Schauplätze: 1. Berlin 2. ein Dorf im Taunus. Personen: 1. Der Interviewer (der aus dem Taunus). Maltabegeistert. Ein gefühltes Dutzend Maltesisch-Sprachführer im Regal. Nicht einen davon durchgepaukt. Spricht kein Maltesisch. Liebt aber die maltesische Sprache. 2. Anke Jablinski (die aus Berlin). Maltabegeistert. Liebt die maltesische Sprache. Hat sie aber auch gelernt. Sogar richtig gepaukt. Schon drei Sommerkurse an der Universität Bremen absolviert: Anfänger. Fortgeschrittene. Konversation. Verbindung zwischen beiden Personen: Die Begeisterung für Malta und je ein Telefon für das Interview.

Valletta | Das Journal: Maltesisch lernen. Wie sind Sie denn auf so eine Idee gekommen? Die Malteser sprechen doch alle auch Englisch, jedenfalls wenn wir Kontinentaleuropäer auf Besuch sind. Wo ist denn da die Motivation? (Die Frage ist natürlich etwas scheinheilig, wenn sie jemand stellt, der jede Gelegenheit nutzt, sich etwas auf Malti anzuhören. Aber irgendwie muss man ja in so ein Gespräch einsteigen.)

Anke Jablinski: Mir ging es darum, dass ich, wann immer ich in Malta bin, zumindest ansatzweise die Sprache beherrsche. Dass ich mich auch mal unterhalten kann, in der Sprache der Malteser, die sie ja alle untereinander sprechen, jedenfalls fast alle. Man ist daher viel mehr im Geschehen drin, wenn man auch Malti versteht.
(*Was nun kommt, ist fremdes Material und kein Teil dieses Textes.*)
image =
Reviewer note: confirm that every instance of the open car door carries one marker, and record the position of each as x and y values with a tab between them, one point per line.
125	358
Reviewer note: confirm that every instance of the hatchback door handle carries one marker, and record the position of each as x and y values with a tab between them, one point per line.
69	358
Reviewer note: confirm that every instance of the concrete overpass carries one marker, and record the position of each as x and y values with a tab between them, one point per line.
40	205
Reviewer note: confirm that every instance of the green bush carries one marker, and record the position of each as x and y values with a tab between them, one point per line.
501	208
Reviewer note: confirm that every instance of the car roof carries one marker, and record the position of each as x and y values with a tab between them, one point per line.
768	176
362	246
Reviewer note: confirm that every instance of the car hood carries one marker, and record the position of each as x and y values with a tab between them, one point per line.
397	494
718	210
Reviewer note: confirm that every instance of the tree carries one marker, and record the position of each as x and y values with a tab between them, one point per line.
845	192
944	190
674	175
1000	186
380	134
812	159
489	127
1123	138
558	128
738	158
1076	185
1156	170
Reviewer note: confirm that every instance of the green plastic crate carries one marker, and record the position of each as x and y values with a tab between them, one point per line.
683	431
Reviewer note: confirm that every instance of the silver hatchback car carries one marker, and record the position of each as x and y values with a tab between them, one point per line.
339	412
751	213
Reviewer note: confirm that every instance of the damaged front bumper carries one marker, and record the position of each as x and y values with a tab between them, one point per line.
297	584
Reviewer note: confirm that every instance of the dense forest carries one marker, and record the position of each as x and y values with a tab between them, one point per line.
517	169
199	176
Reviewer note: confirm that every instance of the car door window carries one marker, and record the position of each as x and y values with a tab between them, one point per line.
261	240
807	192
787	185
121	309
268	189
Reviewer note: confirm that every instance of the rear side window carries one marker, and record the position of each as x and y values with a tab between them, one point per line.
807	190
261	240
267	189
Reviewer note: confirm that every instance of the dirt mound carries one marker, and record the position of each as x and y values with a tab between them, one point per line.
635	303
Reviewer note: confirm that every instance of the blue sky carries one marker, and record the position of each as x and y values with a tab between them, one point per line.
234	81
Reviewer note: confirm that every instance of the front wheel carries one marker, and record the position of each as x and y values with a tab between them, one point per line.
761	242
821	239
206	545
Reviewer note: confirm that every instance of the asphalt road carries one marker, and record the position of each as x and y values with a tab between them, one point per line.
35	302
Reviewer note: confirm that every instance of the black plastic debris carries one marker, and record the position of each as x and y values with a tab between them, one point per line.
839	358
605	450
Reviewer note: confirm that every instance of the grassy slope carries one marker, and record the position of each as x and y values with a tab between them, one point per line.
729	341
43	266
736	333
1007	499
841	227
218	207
Es bringt einen näher an die Menschen heran. Und der zweite Grund ist: Mir macht die Sprache einfach Spaß.

Anke Jablinski bei einem Vortrag in Berlin über Malta

Anke Jablinski bei einem Vortrag in Berlin über Malta. Foto: © Stephan Röhl

Valletta | Das Journal: Wie reagieren denn die Malteser, wenn Sie sie auf Malti ansprechen?

Anke Jablinski: Die freuen sich, auch heute noch. Früher haben sie sich sogar noch mehr gefreut. Vielleicht gibt es mittlerweile schon mehr Malta-Besucher, die mal Malti geübt haben. Aber auch jetzt ist die Freude noch groß.

Valletta | Das Journal: Und wahrscheinlich auch das Erstaunen?

Anke Jablinski: Mir passiert das oft, wenn ich im Tante-Emma-Laden bin oder in einem Restaurant. Da bestelle oder kaufe ich alles auf Malti. Dann wird meistens gelacht und geantwortet „Huch, Du sprichst ja maltesisch". Und sie wollen wissen, ob ich vielleicht eine ausgewanderte Malteserin bin. Ich habe ja nun dunkles Haar und bin ein dunkler Hauttyp. Und wenn ich dann maltesisch spreche, ist das Chaos perfekt. Keiner kommt darauf, wo ich herkomme. Wenn ich dann auch noch auf Maltesisch sage, „ich bin eine Deutsche", „Jiena Ġermaniża", dann kommen sie komplett durcheinander.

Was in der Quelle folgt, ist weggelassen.